Le contrôle de l’Etat
Chaque année, les services de l’État dressent un inventaire contradictoire avec les communes dites concernées par la loi SRU pour décompter le nombre de logements sociaux sur leur territoire et déterminer le taux de logements sociaux, en regard des résidences principales. Chaque commune déficitaire est alors :
- redevable d’un prélèvement annuel, opéré sur ses ressources, proportionnel à son potentiel fiscal et au déficit en logement social par rapport à l’objectif légal,
- soumise à un rythme de rattrapage défini pour trois ans qui doit lui permettre d’atteindre le taux légal en 2025.
Un prélèvement sur les ressources fiscales pour les communes déficitaires
Les communes qui n’atteignent pas leur taux légal font l’objet d’un prélèvement annuel sur leurs ressources fiscales, proportionnel au nombre de logements manquants. Le prélèvement est égal au quart du potentiel fiscal par habitant, multiplié par la différence entre la cible du nombre de logements sociaux (soit 20 % ou 25 % du nombre des résidences principales) et le nombre effectif de logements sociaux existant dans la commune l'année précédente. Il est plafonné à 5 % du montant des dépenses réelles de fonctionnement de la commune et diminué du montant des dépenses de la commune en faveur de la construction de logements sociaux (notamment subventions foncières, travaux de viabilisation, contribution aux dispositifs d'intermédiation locative, etc.).
La procédure de bilan triennal
Les communes déficitaires en logements sociaux sont aussi soumises à des obligations triennales de rattrapage, portant sur la quantité (le nombre minimal de logements sociaux) et sur la qualité (respect de la répartition équilibrée entre les différentes typologies de logements sociaux). Ainsi, à l’issue de chaque période triennale, le préfet vérifie le respect de ces objectifs de rattrapage et procède, le cas échéant, à l’élaboration d’un constat de carence, source de pénalités.
Les consignes du Gouvernement aux préfets pour le bilan triennal 2020/2022
- Davantage de fermeté vis-à-vis des communes éloignées de l’atteinte de leurs objectifs. Les communes ne peuvent justifier ne pas avoir atteint leurs objectifs de rattrapage que sur la base d'éléments substantiels, circonstanciés et objectifs. Une approche ferme doit être maintenue à l’égard des collectivités qui n’apportent pas de justifications suffisantes.

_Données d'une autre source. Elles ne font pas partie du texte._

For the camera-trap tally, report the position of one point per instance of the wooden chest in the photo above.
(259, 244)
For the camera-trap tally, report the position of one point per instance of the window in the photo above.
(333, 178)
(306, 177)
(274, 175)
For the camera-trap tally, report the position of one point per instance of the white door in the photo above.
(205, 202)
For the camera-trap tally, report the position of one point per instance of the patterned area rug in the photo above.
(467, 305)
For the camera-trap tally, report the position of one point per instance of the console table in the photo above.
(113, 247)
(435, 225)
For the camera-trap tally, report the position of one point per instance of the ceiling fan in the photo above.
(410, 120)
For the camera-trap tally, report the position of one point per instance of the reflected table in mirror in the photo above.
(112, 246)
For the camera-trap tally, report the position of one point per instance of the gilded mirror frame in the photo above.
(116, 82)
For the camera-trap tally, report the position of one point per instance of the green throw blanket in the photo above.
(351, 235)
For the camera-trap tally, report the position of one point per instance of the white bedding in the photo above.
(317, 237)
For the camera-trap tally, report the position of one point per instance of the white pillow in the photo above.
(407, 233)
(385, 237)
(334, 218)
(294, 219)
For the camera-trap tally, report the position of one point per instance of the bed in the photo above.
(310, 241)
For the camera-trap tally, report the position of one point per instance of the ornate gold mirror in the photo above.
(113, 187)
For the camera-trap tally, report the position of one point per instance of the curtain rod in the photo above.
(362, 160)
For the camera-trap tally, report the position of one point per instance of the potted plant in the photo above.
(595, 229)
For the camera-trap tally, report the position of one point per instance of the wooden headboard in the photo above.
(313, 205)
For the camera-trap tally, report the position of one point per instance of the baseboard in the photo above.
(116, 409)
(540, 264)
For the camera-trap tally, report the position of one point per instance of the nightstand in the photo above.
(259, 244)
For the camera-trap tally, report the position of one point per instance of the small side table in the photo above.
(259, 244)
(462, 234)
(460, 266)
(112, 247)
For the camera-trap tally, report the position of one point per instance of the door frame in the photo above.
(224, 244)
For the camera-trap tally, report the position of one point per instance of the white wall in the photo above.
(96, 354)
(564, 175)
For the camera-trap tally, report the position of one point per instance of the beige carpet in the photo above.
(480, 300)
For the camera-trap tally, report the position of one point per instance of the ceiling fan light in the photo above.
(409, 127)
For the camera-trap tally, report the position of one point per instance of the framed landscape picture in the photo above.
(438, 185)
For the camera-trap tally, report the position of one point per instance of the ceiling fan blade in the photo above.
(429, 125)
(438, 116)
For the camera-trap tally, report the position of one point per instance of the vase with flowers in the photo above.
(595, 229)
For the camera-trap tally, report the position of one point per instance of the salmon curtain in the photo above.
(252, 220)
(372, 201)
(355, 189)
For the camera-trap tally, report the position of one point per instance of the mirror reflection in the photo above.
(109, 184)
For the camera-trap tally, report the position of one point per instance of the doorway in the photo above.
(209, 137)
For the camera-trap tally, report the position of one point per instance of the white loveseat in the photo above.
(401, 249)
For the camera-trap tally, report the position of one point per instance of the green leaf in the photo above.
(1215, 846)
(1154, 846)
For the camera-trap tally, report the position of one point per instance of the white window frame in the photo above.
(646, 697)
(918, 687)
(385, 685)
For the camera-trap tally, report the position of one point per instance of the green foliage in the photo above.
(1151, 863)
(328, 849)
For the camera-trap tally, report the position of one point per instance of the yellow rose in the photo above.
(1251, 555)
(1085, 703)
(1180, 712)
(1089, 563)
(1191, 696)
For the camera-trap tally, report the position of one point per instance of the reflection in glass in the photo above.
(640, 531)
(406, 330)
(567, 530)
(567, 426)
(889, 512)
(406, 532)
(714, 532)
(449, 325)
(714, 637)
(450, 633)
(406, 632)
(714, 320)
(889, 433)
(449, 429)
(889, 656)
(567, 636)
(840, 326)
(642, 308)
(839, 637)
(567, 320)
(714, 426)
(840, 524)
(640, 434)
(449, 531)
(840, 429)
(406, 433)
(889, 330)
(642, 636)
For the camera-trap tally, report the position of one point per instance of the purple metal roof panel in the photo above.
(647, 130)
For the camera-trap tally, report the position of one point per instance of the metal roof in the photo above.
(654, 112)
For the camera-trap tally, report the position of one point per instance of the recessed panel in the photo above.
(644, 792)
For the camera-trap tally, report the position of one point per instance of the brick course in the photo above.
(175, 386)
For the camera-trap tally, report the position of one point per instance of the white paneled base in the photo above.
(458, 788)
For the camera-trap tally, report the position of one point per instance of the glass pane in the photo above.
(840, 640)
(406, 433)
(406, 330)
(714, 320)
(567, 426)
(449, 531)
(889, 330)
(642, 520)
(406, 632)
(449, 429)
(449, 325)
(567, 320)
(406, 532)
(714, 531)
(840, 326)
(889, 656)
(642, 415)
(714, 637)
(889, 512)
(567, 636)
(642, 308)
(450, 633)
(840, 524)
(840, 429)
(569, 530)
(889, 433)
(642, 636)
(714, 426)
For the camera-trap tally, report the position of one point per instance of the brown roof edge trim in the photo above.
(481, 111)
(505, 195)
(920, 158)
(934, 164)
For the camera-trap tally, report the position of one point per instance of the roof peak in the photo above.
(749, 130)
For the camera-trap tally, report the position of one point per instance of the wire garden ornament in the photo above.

- La nécessité d’un contrat de mixité sociale. Un contrat doit être proposé systématiquement aux communes carencées. Toutefois, si l’engagement d’une commune dans la signature d’un contrat de mixité sociale pour la période 2023-2025 peut être interprété comme une marque de volontarisme, cet élément seul ne doit pas l’exonérer d’un constat de carence lorsque son bilan le justifie.
- Mieux prendre en compte de la dimension qualitative des logements sociaux produits. La dimension qualitative doit être prise en compte de manière équivalente à la dimension quantitative par les préfets dans leurs constats de carence, une commune ne pouvant se contenter de remplir ces objectifs par la seule production de logements destinés à des ménages plus aisés. A l’inverse, il convient de prendre en compte l’attention portée par une commune aux ménages les plus fragiles et qui proposent les produits les plus sociaux.
- Considérer l’homogénéité régionale. Dans l’esprit de la loi dite « 3DS » (relative à la différenciation, la décentralisation, la déconcentration), les préfets doivent apprécier les particularités des contextes locaux, prenant en compte notamment le fonctionnement du marché local de l’habitat, la démographie, la composition et les ressources des ménages ainsi que le contexte concurrentiel sur le foncier de chaque commune concernée.
- Apprécier la dynamique de production à l’œuvre depuis l’entrée de la commune dans le dispositif SRU. L’analyse de la situation d’une commune doit également s’attacher à son historique à l’égard du dispositif. A cet égard, il convient de mesurer le temps d’appropriation des objectifs de rattrapage pour les communes nouvellement entrantes dans le dispositif. A l’inverse, une analyse des dynamiques locales sur le long terme doit permettre d’identifier les communes historiquement récalcitrantes à l’effort de solidarité nationale, notamment celles carencées à plusieurs reprises.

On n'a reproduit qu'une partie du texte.